Niestety zwycięzcy GTE Am zostali zdyskwalifikowani, załoga #68 (m.in. Seb Bourdais) również.
Mariusz napisał(a):Ciekawy był to wyścig, oglądałem głównie zmagania niedzielne, a działo się wtedy sporo.
Złap koniecznie powtórkę soboty. Do północy ściganie było na prawdę wyborne, zwłaszcza w GTE Pro, gdzie czołówkę cały czas dzieliły sekundy, na prostych odstawiał się dosłownie NASCAR, a jedynie Aston Martin spadał jak kamień w wodę.
Porwanie się polskiej załogi na debiut od razu w LMP2 uznaję za ambitne przedsięwzięcie. Jest to klasa liczna, bardzo konkurencyjna i pełna specjalistów-wyjadaczy. Zapłacili sowite frycowe za debiut w klasyku, ale nie będę surowy w ocenie. Wczesną nocą były nawet momenty gdy przebijali się do przodu do pierwszej dwudziestki. Najważniejsze, że w debiucie dojechali do mety jako sklasyfikowani.

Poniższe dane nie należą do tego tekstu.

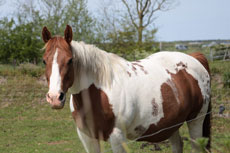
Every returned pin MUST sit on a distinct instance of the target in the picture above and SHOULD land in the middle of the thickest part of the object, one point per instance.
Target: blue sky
(189, 20)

Chyba po raz pierwszy zetknąłem się z sytuacją jak w załodze #88 (Porsche z GTE Am, które spowodowało wypadek jednej z fabrycznych Corvette). Japoński kierowca tej załogi, którego nazwisko mi umknęło, po zaliczeniu kilku poważnych błędów otwarcie przyznał, że czuje się zbyt słaby na ten wyścig i zrezygnował jeszcze przed zapadnięciem zmroku. Czasem największą odwagą jest poznać swoje słabości (pośredni pun do Gry o Tron
).
Wrażenia ogólne:
- nie wierzę w teorię spiskową wokół Toyoty (Alonso nie zależało już tak bardzo na wygranej wyścigu, liczył się tylko tytuł mistrzowski WEC)
- nawet realizator litował się nad brakiem rywalizacji w LMP1 serwując od samego początku walkę w GTE Pro
- całe szczęście ten "super" sezon już za nami, swoją drogą robienie takie półtorarocznej klasyfikacji to idiotyzm. Nigdy więcej.
I like my sugar with coffee and cream.